According to Alexander Bim, Director of the Sustainable Development Project under the GC Network in Russia, “much has been done in Russia to form a modern and constructive perception of CSR. As an example, these issues are thoroughly examined in the Social Chart of Russian business, adopted by the Russian Union of Industrialists and Entrepreneurs. At the global level, the essence of CSR is reflected in the 10 principles of the UN Global Compact, and Global Reporting Initiative (GRI) documents. However, both businesses and expert community face a variety of CSR interpretations – from identifying it as charity or viewing it as obligatory ‘state order’, additional financial burden for companies. A universal perception of CSR would increase the potential for the constructive application of this concept. From our point of view, CSR is first of all, about ensuring effective interaction of companies with external business and social environment based on a balanced approach, a synergy between a corporate business strategy and interests of partners, consumers, and other stakeholders.
Niels Christiansen, Nestle Vice-president on Public Affairs, gave a detailed account of his company’s CSR approach: “For a business to be successful in the long term, it has to create value not only for its shareholders but also for society. Nestle calls this approach ‘creating shared value’ and focuses on the three key areas of public life: nutrition, water and rural development.”
During the discussion session Stefan De Locker, General Director of Nestle Russia, presented the most important social project of his company – the educational initiative for children ‘The Good Nutrition Programme’. “Thanks to this programme, over three million children have got acquainted with basics of the balanced nutrition. Together with the authors of this programme, the Institute of Developmental Physiology, and supported by the Ministry of Education of the RF, we invest money, knowledge and experience into the health of Russian children, which means – into Russia’s future. ‘Creating shared value’ concept is not one of our CSR initiatives, but an integral part of our business strategy and mission, which is to be preferred and the most respected Food, Nutrition, Health and Wellness company.”
Evgeny Bounimovitch, the Ombudsperson for Children’s Rights in Moscow, also pointed to the effectiveness and usefulness of working in the interests of children for society as well: “The programmes targeted at children, have a positive effect on the whole society.”

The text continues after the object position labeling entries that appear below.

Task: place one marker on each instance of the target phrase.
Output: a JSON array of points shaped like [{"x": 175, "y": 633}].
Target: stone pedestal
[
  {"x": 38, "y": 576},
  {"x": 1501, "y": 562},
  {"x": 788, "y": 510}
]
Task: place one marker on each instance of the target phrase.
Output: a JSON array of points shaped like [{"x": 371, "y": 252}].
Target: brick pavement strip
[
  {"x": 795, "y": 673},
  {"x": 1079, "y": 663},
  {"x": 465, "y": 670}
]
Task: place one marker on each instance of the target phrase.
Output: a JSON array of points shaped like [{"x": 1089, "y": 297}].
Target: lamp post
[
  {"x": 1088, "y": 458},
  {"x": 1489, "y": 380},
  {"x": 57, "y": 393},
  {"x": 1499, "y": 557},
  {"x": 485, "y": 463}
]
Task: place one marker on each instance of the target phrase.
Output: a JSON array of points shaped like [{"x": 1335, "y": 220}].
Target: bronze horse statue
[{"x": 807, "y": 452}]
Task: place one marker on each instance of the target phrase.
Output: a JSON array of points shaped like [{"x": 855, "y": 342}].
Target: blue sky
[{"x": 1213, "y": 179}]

“The problems addressed at the forum are being discussed at the government level in relevant ministries and institutions,” stressed Valentina Berezina, Head of Unit at the Department of State Policies in Upbringing, Extra-Curricular Education and Social Protection of Children of the Ministry of Education of Russia.
The participants of the Forum agreed on the necessity of further development of a public discussion on CSR programmes and underlined the importance of strengthening practical cooperation in this area between three parties – business, state, and society.
The All-Russian Forum ‘Creating Shared Value: the Strategy of Corporate Social Responsibility’ in Moscow was part of Nestle’s global initiative. This May in London, the International Forum ‘Creating Shared Value’ took place, which brought together over 250 experts in water resources management, food security, rural development, and corporate social responsibility.